Microsoft recently launched general availability (GA) of Azure Kinect DK, a developer kit with advanced artificial intelligence (AI) sensors for building sophisticated computer vision and speech models. It also launched GA of Azure Resource Graph, which enables exploration of your resources at scale. It also made available Azure Migration Program, which allows customers and partners to apply to work directly with Microsoft to plan and implement Azure migration projects.

The company recently introduced Azure Lighthouse, which provides service providers with a single control plane to manage across customer estates with increased automation, efficiency, and governance.

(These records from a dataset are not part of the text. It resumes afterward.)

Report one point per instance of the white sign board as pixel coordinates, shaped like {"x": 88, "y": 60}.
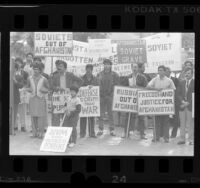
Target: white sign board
{"x": 90, "y": 101}
{"x": 163, "y": 49}
{"x": 59, "y": 99}
{"x": 56, "y": 139}
{"x": 53, "y": 43}
{"x": 155, "y": 102}
{"x": 100, "y": 47}
{"x": 122, "y": 69}
{"x": 193, "y": 105}
{"x": 125, "y": 99}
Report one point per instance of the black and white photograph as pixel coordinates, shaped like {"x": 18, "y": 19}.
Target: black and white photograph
{"x": 102, "y": 93}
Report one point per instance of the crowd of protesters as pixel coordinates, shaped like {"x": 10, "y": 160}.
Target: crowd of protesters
{"x": 30, "y": 76}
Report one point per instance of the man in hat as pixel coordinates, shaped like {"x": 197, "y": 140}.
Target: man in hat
{"x": 107, "y": 80}
{"x": 88, "y": 80}
{"x": 60, "y": 82}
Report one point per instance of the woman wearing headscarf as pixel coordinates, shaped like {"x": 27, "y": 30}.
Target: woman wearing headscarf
{"x": 38, "y": 86}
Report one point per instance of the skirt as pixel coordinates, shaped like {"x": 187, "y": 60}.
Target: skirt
{"x": 37, "y": 106}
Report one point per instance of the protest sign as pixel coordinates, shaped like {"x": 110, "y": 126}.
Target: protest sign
{"x": 163, "y": 49}
{"x": 90, "y": 101}
{"x": 100, "y": 47}
{"x": 125, "y": 99}
{"x": 53, "y": 43}
{"x": 59, "y": 99}
{"x": 56, "y": 139}
{"x": 80, "y": 48}
{"x": 49, "y": 102}
{"x": 122, "y": 69}
{"x": 155, "y": 102}
{"x": 193, "y": 105}
{"x": 131, "y": 51}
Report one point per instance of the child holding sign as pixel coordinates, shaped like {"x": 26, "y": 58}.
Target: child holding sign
{"x": 71, "y": 115}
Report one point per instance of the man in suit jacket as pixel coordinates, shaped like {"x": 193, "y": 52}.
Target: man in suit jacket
{"x": 60, "y": 81}
{"x": 185, "y": 106}
{"x": 175, "y": 120}
{"x": 136, "y": 80}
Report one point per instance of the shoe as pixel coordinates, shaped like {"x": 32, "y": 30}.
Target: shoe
{"x": 157, "y": 140}
{"x": 112, "y": 133}
{"x": 71, "y": 145}
{"x": 181, "y": 142}
{"x": 143, "y": 137}
{"x": 100, "y": 133}
{"x": 33, "y": 136}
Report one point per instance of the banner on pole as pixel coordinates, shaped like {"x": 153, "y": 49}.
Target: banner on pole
{"x": 90, "y": 101}
{"x": 53, "y": 43}
{"x": 56, "y": 139}
{"x": 163, "y": 49}
{"x": 125, "y": 99}
{"x": 59, "y": 99}
{"x": 155, "y": 102}
{"x": 131, "y": 51}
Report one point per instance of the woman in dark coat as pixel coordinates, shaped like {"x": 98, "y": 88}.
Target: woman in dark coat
{"x": 19, "y": 80}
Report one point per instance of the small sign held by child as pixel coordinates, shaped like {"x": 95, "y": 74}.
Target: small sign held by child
{"x": 56, "y": 139}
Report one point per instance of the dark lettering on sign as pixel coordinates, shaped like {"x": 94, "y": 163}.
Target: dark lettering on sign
{"x": 159, "y": 47}
{"x": 131, "y": 51}
{"x": 89, "y": 110}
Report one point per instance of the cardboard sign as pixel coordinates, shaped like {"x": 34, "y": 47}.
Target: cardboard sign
{"x": 131, "y": 51}
{"x": 56, "y": 139}
{"x": 125, "y": 99}
{"x": 90, "y": 101}
{"x": 122, "y": 69}
{"x": 100, "y": 47}
{"x": 53, "y": 43}
{"x": 59, "y": 99}
{"x": 163, "y": 49}
{"x": 156, "y": 102}
{"x": 193, "y": 105}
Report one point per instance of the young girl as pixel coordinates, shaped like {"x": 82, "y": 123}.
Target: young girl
{"x": 72, "y": 114}
{"x": 20, "y": 80}
{"x": 38, "y": 87}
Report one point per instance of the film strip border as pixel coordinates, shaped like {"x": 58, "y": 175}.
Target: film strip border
{"x": 115, "y": 18}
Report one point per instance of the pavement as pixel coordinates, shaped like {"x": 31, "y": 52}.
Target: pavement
{"x": 22, "y": 144}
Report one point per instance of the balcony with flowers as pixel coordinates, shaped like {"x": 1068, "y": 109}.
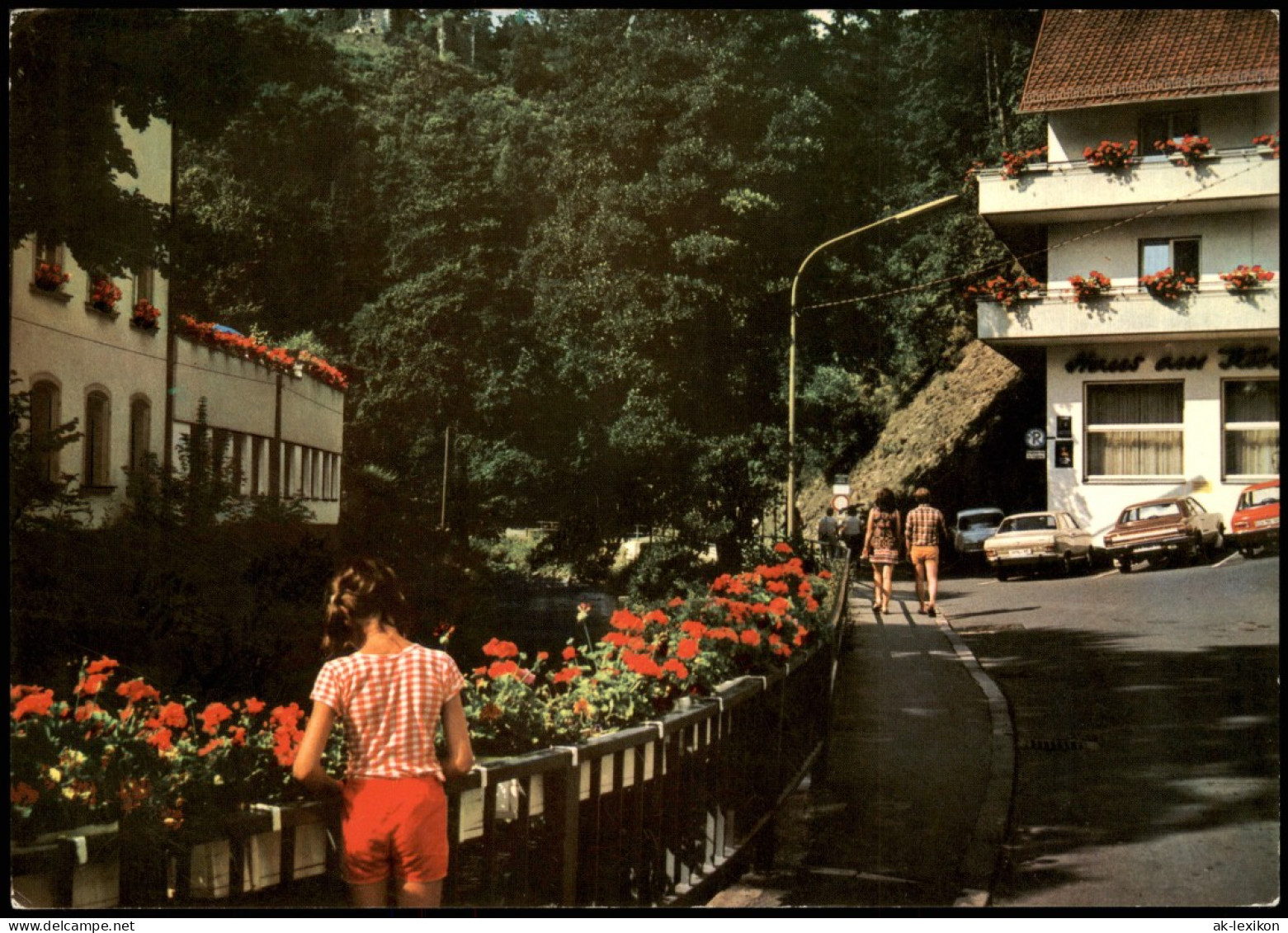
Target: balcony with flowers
{"x": 1092, "y": 308}
{"x": 1117, "y": 178}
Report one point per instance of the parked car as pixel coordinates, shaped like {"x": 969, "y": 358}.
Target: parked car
{"x": 1162, "y": 529}
{"x": 971, "y": 528}
{"x": 1031, "y": 540}
{"x": 1256, "y": 517}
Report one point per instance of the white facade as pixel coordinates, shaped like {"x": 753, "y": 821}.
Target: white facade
{"x": 1149, "y": 398}
{"x": 282, "y": 431}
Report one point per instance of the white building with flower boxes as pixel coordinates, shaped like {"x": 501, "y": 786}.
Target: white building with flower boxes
{"x": 1166, "y": 383}
{"x": 134, "y": 375}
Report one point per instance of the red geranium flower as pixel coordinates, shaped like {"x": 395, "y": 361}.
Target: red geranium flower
{"x": 214, "y": 714}
{"x": 170, "y": 714}
{"x": 161, "y": 740}
{"x": 36, "y": 704}
{"x": 567, "y": 675}
{"x": 502, "y": 669}
{"x": 502, "y": 649}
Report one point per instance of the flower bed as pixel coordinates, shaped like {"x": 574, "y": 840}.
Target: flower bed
{"x": 1189, "y": 149}
{"x": 1270, "y": 142}
{"x": 144, "y": 315}
{"x": 1244, "y": 278}
{"x": 745, "y": 624}
{"x": 1088, "y": 289}
{"x": 248, "y": 347}
{"x": 116, "y": 748}
{"x": 103, "y": 295}
{"x": 1005, "y": 290}
{"x": 1014, "y": 163}
{"x": 1109, "y": 154}
{"x": 105, "y": 753}
{"x": 1168, "y": 285}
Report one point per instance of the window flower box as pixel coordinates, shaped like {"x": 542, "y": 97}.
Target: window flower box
{"x": 1189, "y": 149}
{"x": 1003, "y": 290}
{"x": 1111, "y": 156}
{"x": 1168, "y": 285}
{"x": 1015, "y": 163}
{"x": 103, "y": 296}
{"x": 144, "y": 315}
{"x": 1090, "y": 289}
{"x": 1244, "y": 278}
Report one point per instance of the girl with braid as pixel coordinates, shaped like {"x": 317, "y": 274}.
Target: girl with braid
{"x": 390, "y": 694}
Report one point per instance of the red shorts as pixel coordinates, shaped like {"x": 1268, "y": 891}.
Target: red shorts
{"x": 394, "y": 827}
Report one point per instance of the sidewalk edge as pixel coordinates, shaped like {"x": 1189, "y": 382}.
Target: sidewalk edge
{"x": 980, "y": 861}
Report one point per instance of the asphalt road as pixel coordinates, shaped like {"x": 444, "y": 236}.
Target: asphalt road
{"x": 1147, "y": 719}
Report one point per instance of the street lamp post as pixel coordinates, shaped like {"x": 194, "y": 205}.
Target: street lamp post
{"x": 791, "y": 356}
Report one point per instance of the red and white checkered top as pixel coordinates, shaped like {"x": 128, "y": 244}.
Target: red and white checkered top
{"x": 390, "y": 705}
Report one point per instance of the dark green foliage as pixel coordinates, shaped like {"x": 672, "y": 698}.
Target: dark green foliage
{"x": 666, "y": 569}
{"x": 564, "y": 237}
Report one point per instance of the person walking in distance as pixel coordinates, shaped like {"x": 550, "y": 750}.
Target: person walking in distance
{"x": 881, "y": 547}
{"x": 390, "y": 694}
{"x": 852, "y": 533}
{"x": 927, "y": 533}
{"x": 827, "y": 535}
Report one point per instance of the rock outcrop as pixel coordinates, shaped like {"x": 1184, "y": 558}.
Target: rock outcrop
{"x": 961, "y": 436}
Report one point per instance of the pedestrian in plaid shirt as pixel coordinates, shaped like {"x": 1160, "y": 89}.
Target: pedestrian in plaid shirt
{"x": 390, "y": 694}
{"x": 925, "y": 532}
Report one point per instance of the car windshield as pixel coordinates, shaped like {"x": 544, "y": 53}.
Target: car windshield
{"x": 985, "y": 521}
{"x": 1028, "y": 523}
{"x": 1153, "y": 510}
{"x": 1253, "y": 498}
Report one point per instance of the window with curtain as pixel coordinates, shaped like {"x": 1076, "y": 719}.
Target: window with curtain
{"x": 1251, "y": 427}
{"x": 1179, "y": 254}
{"x": 1135, "y": 429}
{"x": 140, "y": 434}
{"x": 1166, "y": 125}
{"x": 44, "y": 418}
{"x": 97, "y": 441}
{"x": 144, "y": 286}
{"x": 257, "y": 470}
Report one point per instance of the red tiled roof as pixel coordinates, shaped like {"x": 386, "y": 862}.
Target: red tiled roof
{"x": 1085, "y": 58}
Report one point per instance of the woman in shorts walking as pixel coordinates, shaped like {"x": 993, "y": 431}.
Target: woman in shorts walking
{"x": 390, "y": 694}
{"x": 881, "y": 547}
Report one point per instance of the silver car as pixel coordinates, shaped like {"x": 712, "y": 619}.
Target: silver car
{"x": 973, "y": 526}
{"x": 1038, "y": 540}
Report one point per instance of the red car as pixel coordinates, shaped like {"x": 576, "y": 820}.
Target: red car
{"x": 1256, "y": 517}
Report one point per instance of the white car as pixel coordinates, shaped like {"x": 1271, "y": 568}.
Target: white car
{"x": 1036, "y": 540}
{"x": 973, "y": 526}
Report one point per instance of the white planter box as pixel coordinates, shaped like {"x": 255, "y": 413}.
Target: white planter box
{"x": 310, "y": 848}
{"x": 94, "y": 887}
{"x": 210, "y": 869}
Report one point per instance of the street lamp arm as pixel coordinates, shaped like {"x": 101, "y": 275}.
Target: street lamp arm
{"x": 791, "y": 356}
{"x": 902, "y": 215}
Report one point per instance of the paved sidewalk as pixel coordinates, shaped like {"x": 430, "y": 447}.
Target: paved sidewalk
{"x": 911, "y": 810}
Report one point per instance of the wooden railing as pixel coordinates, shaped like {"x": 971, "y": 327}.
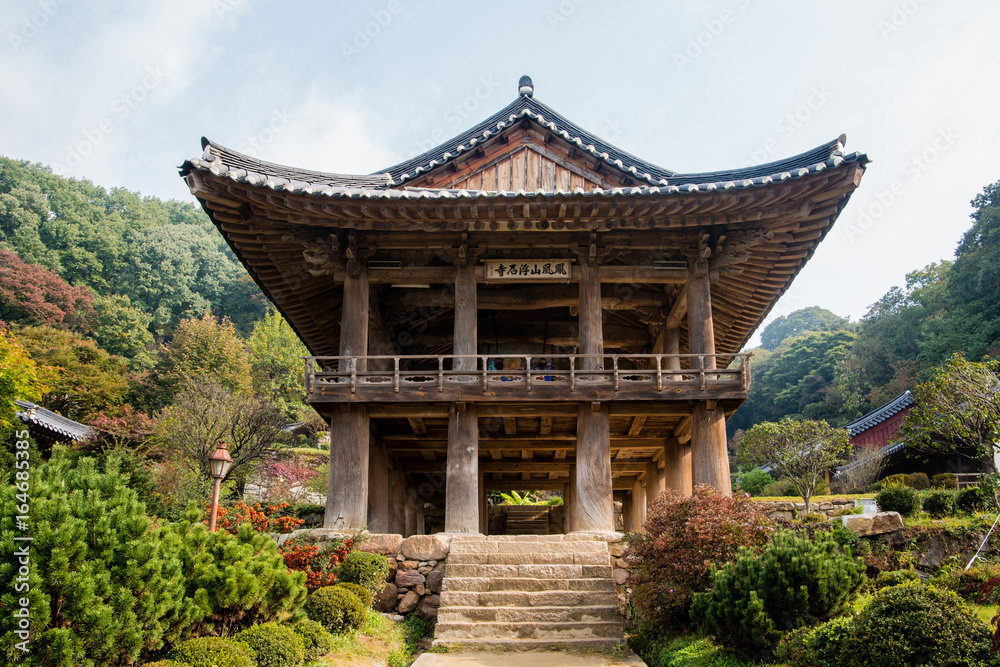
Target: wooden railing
{"x": 507, "y": 376}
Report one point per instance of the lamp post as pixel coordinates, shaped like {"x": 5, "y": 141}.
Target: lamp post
{"x": 221, "y": 462}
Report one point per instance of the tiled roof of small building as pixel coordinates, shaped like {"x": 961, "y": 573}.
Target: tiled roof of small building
{"x": 29, "y": 413}
{"x": 881, "y": 413}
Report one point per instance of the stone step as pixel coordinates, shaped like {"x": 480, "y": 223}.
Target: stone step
{"x": 528, "y": 570}
{"x": 609, "y": 644}
{"x": 525, "y": 599}
{"x": 606, "y": 613}
{"x": 530, "y": 630}
{"x": 563, "y": 558}
{"x": 526, "y": 544}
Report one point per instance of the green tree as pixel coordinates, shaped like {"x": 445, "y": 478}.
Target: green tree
{"x": 203, "y": 348}
{"x": 802, "y": 321}
{"x": 799, "y": 451}
{"x": 104, "y": 587}
{"x": 20, "y": 377}
{"x": 957, "y": 411}
{"x": 122, "y": 329}
{"x": 204, "y": 413}
{"x": 90, "y": 380}
{"x": 276, "y": 366}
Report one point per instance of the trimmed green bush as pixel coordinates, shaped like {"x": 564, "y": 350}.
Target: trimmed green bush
{"x": 275, "y": 645}
{"x": 214, "y": 652}
{"x": 939, "y": 503}
{"x": 895, "y": 578}
{"x": 902, "y": 499}
{"x": 316, "y": 641}
{"x": 915, "y": 624}
{"x": 365, "y": 569}
{"x": 358, "y": 591}
{"x": 830, "y": 644}
{"x": 945, "y": 480}
{"x": 794, "y": 582}
{"x": 336, "y": 609}
{"x": 973, "y": 499}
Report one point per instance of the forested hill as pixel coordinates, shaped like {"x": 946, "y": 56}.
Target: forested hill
{"x": 119, "y": 269}
{"x": 157, "y": 260}
{"x": 813, "y": 364}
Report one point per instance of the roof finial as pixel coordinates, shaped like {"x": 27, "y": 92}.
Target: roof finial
{"x": 525, "y": 87}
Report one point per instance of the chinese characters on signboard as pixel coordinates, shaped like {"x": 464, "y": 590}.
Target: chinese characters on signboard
{"x": 529, "y": 269}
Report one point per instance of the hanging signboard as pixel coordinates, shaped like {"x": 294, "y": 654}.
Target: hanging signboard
{"x": 559, "y": 270}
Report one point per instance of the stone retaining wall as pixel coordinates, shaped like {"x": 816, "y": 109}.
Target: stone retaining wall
{"x": 792, "y": 510}
{"x": 416, "y": 567}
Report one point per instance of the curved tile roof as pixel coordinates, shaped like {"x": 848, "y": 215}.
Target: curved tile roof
{"x": 881, "y": 413}
{"x": 30, "y": 413}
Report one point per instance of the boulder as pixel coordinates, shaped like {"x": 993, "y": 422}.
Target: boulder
{"x": 409, "y": 602}
{"x": 434, "y": 580}
{"x": 385, "y": 601}
{"x": 386, "y": 544}
{"x": 429, "y": 605}
{"x": 872, "y": 524}
{"x": 423, "y": 547}
{"x": 408, "y": 578}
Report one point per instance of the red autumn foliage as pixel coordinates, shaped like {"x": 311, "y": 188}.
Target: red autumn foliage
{"x": 269, "y": 520}
{"x": 32, "y": 294}
{"x": 669, "y": 561}
{"x": 319, "y": 564}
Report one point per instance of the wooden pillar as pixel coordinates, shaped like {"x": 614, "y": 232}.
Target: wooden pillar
{"x": 484, "y": 510}
{"x": 378, "y": 488}
{"x": 347, "y": 484}
{"x": 638, "y": 505}
{"x": 677, "y": 466}
{"x": 461, "y": 509}
{"x": 709, "y": 456}
{"x": 652, "y": 484}
{"x": 461, "y": 514}
{"x": 593, "y": 507}
{"x": 397, "y": 501}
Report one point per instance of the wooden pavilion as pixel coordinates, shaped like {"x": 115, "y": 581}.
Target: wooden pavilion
{"x": 524, "y": 306}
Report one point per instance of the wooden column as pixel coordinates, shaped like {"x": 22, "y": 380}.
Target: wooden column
{"x": 397, "y": 501}
{"x": 652, "y": 484}
{"x": 378, "y": 488}
{"x": 677, "y": 468}
{"x": 593, "y": 507}
{"x": 709, "y": 457}
{"x": 638, "y": 505}
{"x": 347, "y": 484}
{"x": 461, "y": 510}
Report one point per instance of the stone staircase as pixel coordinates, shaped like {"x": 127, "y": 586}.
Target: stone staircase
{"x": 526, "y": 592}
{"x": 527, "y": 520}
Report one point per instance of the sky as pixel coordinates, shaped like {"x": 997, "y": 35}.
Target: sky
{"x": 120, "y": 93}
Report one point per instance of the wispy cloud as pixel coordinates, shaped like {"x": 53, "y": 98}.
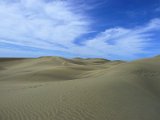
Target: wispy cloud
{"x": 56, "y": 25}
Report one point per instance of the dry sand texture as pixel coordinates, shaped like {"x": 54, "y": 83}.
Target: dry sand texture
{"x": 55, "y": 88}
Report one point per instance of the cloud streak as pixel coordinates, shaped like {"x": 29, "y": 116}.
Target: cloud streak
{"x": 56, "y": 25}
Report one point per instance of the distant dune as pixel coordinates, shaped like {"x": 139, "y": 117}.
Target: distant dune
{"x": 56, "y": 88}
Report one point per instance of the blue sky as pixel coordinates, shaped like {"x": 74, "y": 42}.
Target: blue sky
{"x": 112, "y": 29}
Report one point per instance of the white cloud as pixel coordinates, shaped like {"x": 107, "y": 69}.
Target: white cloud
{"x": 55, "y": 25}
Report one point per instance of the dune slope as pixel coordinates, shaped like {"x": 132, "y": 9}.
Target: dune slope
{"x": 55, "y": 88}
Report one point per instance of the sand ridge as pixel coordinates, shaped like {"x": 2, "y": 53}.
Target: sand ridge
{"x": 56, "y": 88}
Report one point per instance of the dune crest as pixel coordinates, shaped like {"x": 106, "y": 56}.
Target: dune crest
{"x": 56, "y": 88}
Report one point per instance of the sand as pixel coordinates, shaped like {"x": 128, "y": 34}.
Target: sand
{"x": 55, "y": 88}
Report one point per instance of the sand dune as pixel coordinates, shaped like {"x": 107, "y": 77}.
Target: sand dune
{"x": 55, "y": 88}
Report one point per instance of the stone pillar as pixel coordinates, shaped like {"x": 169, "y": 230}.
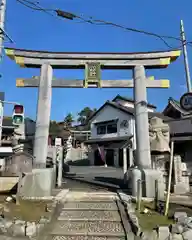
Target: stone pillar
{"x": 143, "y": 171}
{"x": 141, "y": 119}
{"x": 91, "y": 156}
{"x": 116, "y": 157}
{"x": 125, "y": 164}
{"x": 43, "y": 116}
{"x": 131, "y": 163}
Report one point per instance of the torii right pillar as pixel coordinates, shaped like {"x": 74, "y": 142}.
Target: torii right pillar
{"x": 143, "y": 170}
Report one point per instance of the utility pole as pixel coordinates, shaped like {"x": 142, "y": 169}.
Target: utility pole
{"x": 186, "y": 63}
{"x": 2, "y": 23}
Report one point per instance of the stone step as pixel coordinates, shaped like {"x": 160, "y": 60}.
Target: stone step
{"x": 90, "y": 205}
{"x": 98, "y": 215}
{"x": 88, "y": 228}
{"x": 65, "y": 237}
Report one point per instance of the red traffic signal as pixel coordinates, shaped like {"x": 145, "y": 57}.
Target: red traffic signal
{"x": 18, "y": 109}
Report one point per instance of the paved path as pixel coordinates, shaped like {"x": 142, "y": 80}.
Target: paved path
{"x": 90, "y": 216}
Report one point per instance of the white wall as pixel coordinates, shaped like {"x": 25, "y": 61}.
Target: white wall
{"x": 109, "y": 113}
{"x": 131, "y": 105}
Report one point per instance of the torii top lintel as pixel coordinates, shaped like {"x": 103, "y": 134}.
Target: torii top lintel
{"x": 107, "y": 60}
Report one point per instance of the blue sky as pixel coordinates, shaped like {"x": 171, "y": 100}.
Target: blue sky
{"x": 36, "y": 30}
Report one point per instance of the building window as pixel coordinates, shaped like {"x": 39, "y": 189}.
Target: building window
{"x": 101, "y": 130}
{"x": 112, "y": 128}
{"x": 107, "y": 128}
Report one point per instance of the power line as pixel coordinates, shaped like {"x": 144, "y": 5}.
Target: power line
{"x": 91, "y": 20}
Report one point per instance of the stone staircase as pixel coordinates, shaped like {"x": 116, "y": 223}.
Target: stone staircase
{"x": 90, "y": 216}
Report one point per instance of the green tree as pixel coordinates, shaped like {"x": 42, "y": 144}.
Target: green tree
{"x": 68, "y": 120}
{"x": 85, "y": 114}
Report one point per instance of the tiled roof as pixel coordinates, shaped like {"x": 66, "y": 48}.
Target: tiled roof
{"x": 7, "y": 121}
{"x": 130, "y": 100}
{"x": 128, "y": 110}
{"x": 180, "y": 126}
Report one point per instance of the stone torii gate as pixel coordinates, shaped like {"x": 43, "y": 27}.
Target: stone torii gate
{"x": 137, "y": 62}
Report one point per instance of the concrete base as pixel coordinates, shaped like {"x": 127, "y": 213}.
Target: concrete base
{"x": 38, "y": 183}
{"x": 148, "y": 177}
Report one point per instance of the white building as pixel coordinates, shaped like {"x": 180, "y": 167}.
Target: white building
{"x": 113, "y": 129}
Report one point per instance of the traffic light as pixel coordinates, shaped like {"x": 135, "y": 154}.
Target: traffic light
{"x": 18, "y": 115}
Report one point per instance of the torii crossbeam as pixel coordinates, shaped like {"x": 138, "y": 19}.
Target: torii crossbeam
{"x": 137, "y": 62}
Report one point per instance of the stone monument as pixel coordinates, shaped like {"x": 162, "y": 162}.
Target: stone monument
{"x": 159, "y": 143}
{"x": 159, "y": 136}
{"x": 181, "y": 176}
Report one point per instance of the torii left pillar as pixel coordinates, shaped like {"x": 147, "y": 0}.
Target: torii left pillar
{"x": 43, "y": 116}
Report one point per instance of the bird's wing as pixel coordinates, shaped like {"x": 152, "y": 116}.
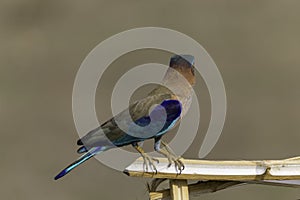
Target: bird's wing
{"x": 109, "y": 132}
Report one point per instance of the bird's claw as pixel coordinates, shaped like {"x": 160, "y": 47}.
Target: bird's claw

To boost its sales efforts, Microsoft entered into a new partnership with Oracle earlier last month. As part of the agreement, Microsoft’s Azure cloud platform will be able to connect with Oracle Cloud to allow customers to connect Azure services with Oracle cloud services. They will be able to run some workloads on Microsoft’s cloud and some on Oracle’s cloud. Amazon has been cross-selling its Cloud services and is targeting the database market. Amazon’s database sales within the enterprise segment not only take market away from Oracle, but also ensure that more customers are locked into the AWS ecosystem instead of the Microsoft ecosystem. The partnership signifies the coming together of Microsoft and Oracle to take on Amazon.

Microsoft’s stock is currently trading at $138.43 with a market capitalization of $1.06 trillion. It had climbed to an all-time high of $140.67 soon after result announcement. The stock was trading at a 52-week low of $93.96 in December.